RoachFish · 26/08/2024 10:40

I am team nobody I think. You are completely wrong for just sticking your head in the sand and happily adding to the debt by going on holiday and over-spending on Christmas for years. He is in the wrong for allowing that to happen without saying as much as a peep. You are both financially irresponsible and you both need to wise up when it comes to your finances. What you need to do going forward is up your incomes and lower your spending. You can't go on holiday whilst you are in such debts that you can't even handle the repayments without having to rely on relatives. You also can't have the Christmasess you want. You need to tighten your belts on all fronts until you are no longer paying off these loans. You are living way above your means and that isn't realistic.

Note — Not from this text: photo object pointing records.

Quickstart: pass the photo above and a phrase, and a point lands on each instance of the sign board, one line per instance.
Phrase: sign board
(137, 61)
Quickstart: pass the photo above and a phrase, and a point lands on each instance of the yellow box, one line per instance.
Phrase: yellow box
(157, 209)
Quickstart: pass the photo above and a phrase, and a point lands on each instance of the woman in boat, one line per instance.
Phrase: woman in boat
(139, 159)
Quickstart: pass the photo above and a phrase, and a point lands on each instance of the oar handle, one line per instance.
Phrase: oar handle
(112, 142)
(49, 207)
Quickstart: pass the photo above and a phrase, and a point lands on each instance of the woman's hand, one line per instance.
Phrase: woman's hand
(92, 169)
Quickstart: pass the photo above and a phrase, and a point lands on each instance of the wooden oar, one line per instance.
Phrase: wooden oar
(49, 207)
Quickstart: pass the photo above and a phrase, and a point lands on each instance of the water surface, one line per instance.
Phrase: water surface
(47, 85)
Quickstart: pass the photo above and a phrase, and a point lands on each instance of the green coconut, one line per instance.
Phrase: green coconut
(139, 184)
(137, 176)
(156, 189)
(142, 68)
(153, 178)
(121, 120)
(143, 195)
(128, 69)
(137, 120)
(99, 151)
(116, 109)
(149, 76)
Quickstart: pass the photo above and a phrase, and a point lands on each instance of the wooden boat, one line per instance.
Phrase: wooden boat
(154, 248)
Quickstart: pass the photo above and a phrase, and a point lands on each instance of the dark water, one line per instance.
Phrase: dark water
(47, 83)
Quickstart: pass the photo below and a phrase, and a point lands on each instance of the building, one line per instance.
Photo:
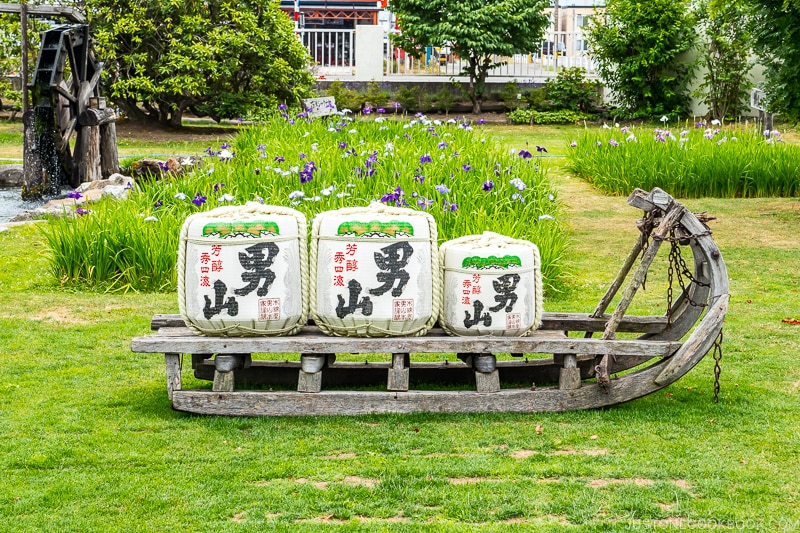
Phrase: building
(333, 14)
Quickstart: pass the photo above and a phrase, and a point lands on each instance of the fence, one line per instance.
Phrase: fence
(333, 53)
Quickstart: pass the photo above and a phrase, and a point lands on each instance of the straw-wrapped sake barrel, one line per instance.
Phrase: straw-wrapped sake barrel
(243, 270)
(374, 272)
(492, 285)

RadioBamboo · 26/08/2024 11:43

I'd agree with the general consensus that you can't blame him for this. It sounds like he's really doing his best, and you do say (I think) that overall debt is down, so his juggling about of finances is actually working.

One thing that did occur to me from your post though is that you did fairly set out both your side of the argument and his. You don't seem entrenched in your version of events, which I reckon bodes well for your relationship and ability to sort this out between you.

letmego24 · 26/08/2024 12:41

Gosh yes YABU, you've done nothing now blaming him.
Were the credit cards in your name alone?? That's a bit strange- aren't they in you own wallet etc - or are they joint?